Similar app store difficulties afflicted a company that produces a digital version of the Quran.
Quran Majeed, produced by Pakistan Data Management Services, claims over 35 million users, and 1 million users in China. The company said that according to Apple, the app was removed from Apple’s China app store “because it includes content that requires additional documentation from Chinese authorities.” The company said it is working to contact the Cyberspace Administration of China and relevant Chinese officials to resolve the matter.
Apple declined to comment to the BBC, noting its human rights statement: “We’re required to comply with local laws, and at times there are complex issues about which we may disagree with governments.”
Permit requirements also tripped up Audible, an audiobook and podcast service owned by Amazon. Audible removed its app from the mainland China Apple store in September.
Microsoft recently announced that it would close its career-focused social network site LinkedIn in China because of the challenges of complying with Chinese rules. LinkedIn came under criticism for blocking profiles of some journalists.
Apps that are off-limits in China include those relating to Tiananmen Square protests, the religious movement Falun Gong, the Dalai Lama, and independence causes for Tibet and Taiwan, BBC News reports.
Religious organizations are strictly regulated under Chinese law and Christian clergy can face legal penalties if they do not register with the government or if they conduct unauthorized activities or act in ways that allegedly undermine national unity.
In 2018 the Holy See reached an agreement with the Chinese government on the appointment of bishops, and this agreement was renewed for two more years in October 2020. The terms of the agreement have never been fully revealed, but it reportedly allows China’s state-sanctioned Chinese Catholic Patriotic Association to select episcopal candidates, who would then be approved or vetoed by the Holy See.
However, administrative rules which took effect in May made no mention of the Vatican approval process, the magazine Bitter Winter reported earlier this year.

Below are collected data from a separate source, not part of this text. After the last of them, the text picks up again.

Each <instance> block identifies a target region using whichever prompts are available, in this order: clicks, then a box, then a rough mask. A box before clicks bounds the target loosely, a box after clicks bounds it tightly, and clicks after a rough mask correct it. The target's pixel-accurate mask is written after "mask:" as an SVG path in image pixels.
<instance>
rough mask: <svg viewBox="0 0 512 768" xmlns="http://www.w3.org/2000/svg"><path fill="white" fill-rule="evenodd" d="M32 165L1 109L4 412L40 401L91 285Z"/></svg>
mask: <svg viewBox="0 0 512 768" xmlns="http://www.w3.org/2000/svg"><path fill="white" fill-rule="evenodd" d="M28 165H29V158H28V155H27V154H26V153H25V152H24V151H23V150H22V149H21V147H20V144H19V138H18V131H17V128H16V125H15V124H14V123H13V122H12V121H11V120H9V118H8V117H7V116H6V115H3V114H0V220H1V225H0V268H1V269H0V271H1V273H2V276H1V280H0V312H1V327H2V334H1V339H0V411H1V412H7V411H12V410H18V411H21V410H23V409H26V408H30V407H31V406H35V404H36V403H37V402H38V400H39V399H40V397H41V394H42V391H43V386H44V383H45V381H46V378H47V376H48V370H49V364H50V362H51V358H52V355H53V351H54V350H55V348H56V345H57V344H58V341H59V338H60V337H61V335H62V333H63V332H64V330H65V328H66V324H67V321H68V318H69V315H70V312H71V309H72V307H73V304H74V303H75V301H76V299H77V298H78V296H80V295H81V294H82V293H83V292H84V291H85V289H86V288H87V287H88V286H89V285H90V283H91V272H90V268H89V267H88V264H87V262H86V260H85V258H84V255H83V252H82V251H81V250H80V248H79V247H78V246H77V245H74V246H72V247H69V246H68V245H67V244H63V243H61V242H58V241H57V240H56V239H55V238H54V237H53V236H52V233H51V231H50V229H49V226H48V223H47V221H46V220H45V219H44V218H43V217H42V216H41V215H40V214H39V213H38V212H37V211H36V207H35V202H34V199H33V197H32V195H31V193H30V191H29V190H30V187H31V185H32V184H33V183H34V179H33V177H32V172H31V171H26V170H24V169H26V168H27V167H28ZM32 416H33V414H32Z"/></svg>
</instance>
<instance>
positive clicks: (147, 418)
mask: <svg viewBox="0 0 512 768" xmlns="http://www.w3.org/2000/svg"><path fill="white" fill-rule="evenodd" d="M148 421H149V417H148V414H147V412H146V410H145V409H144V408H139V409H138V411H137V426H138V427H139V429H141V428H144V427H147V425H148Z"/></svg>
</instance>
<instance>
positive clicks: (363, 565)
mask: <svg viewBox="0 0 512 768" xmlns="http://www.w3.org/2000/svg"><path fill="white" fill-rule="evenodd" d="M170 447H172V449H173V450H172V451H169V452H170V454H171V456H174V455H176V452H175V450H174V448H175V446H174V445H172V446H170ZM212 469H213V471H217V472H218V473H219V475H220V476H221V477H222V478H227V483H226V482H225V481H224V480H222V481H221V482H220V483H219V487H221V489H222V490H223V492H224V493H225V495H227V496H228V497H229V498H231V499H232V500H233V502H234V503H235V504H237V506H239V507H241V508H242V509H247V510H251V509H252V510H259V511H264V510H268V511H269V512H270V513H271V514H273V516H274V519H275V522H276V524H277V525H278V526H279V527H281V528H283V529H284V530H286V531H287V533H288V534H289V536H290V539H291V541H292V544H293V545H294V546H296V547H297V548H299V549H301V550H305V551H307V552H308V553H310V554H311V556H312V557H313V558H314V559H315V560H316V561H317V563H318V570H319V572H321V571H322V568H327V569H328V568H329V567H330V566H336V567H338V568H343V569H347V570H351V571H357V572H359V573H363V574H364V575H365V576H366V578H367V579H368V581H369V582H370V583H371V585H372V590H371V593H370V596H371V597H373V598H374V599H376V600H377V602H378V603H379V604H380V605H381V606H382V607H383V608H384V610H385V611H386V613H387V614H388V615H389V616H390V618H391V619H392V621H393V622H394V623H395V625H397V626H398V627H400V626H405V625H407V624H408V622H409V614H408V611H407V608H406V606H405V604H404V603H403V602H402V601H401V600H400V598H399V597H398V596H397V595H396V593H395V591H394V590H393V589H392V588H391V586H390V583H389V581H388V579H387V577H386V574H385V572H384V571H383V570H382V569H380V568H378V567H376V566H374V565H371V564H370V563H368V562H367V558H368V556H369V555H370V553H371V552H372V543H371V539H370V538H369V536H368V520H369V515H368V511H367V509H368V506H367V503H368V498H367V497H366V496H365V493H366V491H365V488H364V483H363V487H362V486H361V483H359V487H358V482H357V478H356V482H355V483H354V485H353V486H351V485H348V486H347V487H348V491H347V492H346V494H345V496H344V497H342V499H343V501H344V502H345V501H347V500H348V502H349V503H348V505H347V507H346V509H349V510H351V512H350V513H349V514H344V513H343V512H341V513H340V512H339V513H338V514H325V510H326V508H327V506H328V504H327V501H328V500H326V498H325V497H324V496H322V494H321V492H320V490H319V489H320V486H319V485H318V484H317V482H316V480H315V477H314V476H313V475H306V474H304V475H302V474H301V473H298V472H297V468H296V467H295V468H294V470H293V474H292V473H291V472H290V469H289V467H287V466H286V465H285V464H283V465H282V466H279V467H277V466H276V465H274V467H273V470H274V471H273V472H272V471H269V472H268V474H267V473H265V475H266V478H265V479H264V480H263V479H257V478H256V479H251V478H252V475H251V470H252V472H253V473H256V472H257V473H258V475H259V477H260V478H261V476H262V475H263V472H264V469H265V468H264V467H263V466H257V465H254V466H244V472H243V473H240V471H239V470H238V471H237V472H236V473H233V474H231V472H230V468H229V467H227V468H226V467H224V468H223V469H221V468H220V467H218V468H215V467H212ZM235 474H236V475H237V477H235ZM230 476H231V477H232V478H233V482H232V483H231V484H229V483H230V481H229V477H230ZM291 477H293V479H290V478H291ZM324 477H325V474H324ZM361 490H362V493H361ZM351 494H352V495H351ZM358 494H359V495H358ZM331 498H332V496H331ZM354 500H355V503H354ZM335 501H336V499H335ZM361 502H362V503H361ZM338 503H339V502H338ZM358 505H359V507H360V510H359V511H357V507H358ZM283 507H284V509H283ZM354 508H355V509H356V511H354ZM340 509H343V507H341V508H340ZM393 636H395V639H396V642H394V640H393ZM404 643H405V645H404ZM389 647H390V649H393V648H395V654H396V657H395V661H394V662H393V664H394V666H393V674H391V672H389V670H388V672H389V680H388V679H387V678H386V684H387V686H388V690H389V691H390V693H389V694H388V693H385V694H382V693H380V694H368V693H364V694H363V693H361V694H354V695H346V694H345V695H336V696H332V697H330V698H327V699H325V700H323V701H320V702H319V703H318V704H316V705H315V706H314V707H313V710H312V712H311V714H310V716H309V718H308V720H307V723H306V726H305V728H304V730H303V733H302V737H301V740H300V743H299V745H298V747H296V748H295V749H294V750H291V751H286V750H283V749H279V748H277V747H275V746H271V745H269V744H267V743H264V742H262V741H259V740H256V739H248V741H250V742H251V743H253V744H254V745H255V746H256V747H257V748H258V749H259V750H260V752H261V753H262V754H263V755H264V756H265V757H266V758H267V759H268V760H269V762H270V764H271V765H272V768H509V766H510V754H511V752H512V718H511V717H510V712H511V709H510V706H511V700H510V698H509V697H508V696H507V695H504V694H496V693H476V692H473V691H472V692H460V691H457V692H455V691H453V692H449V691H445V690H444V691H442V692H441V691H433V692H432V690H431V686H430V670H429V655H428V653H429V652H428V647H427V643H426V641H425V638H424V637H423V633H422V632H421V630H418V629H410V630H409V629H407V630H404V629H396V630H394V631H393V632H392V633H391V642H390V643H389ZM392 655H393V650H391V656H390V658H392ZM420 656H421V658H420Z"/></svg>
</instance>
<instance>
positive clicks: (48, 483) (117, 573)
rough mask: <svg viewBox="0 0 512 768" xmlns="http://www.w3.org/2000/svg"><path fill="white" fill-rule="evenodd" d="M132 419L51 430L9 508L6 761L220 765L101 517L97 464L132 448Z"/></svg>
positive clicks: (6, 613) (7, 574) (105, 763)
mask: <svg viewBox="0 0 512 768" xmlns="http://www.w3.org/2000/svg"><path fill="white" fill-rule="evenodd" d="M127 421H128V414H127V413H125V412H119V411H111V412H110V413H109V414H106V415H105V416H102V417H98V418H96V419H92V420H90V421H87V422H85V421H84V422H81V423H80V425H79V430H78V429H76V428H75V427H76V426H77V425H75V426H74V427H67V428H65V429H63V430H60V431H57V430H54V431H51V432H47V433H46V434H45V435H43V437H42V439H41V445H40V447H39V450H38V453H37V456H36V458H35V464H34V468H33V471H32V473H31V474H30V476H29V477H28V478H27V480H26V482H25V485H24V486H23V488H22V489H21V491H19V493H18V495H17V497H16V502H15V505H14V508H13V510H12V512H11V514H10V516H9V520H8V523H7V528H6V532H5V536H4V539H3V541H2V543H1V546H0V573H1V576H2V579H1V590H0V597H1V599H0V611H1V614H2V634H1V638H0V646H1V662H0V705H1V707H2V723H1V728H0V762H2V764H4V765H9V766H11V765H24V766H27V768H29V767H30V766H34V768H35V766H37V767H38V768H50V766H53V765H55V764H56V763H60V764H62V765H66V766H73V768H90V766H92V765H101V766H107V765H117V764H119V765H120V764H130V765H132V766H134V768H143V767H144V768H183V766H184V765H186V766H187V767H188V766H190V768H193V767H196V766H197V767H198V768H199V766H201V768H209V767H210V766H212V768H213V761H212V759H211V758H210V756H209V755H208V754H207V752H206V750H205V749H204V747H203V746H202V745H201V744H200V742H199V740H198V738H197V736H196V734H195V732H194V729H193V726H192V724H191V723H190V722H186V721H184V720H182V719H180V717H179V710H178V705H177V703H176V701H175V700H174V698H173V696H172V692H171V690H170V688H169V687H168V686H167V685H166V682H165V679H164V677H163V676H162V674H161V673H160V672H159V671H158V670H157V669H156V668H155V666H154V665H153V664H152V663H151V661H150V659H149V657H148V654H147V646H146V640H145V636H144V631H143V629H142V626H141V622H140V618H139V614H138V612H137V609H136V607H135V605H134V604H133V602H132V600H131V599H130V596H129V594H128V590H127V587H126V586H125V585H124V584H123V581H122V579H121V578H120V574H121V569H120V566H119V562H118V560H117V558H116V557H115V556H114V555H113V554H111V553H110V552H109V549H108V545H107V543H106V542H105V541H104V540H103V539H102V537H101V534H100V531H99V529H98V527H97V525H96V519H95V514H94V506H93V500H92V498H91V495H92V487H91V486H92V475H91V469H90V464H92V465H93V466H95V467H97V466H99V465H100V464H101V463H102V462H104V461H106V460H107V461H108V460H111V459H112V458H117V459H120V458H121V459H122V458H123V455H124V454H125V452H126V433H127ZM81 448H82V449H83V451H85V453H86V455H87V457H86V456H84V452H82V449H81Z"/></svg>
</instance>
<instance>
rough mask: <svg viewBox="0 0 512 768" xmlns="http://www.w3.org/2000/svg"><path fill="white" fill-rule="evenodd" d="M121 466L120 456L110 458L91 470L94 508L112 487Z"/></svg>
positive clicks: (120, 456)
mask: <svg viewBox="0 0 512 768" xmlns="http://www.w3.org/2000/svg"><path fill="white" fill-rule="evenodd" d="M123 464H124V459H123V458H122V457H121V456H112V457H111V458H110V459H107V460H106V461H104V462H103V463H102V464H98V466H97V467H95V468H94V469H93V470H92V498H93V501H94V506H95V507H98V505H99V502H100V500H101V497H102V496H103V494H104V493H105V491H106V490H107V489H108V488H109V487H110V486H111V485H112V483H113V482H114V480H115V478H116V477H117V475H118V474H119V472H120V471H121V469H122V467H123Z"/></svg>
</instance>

The treatment of some Muslim minorities has also drawn scrutiny. The United States has described as a “genocide” the Chinese Communist Party’s treatment of the Uyghurs, a mostly Muslim ethnic group, and other minorities in the far western Xinjiang autonomous region.
China’s government created a network of detention camps where more than 1 million Uyghurs and other minorities are estimated to have been detained. There have also been reports of forced labor, mass surveillance of Uyghurs, forced sterilizations of Uyghur women, and torture in the camps.
The US Department of Labor estimates that 100,000 Uyghurs and other ethnic minorities may be working in forced labor conditions, after having been imprisoned in the camps.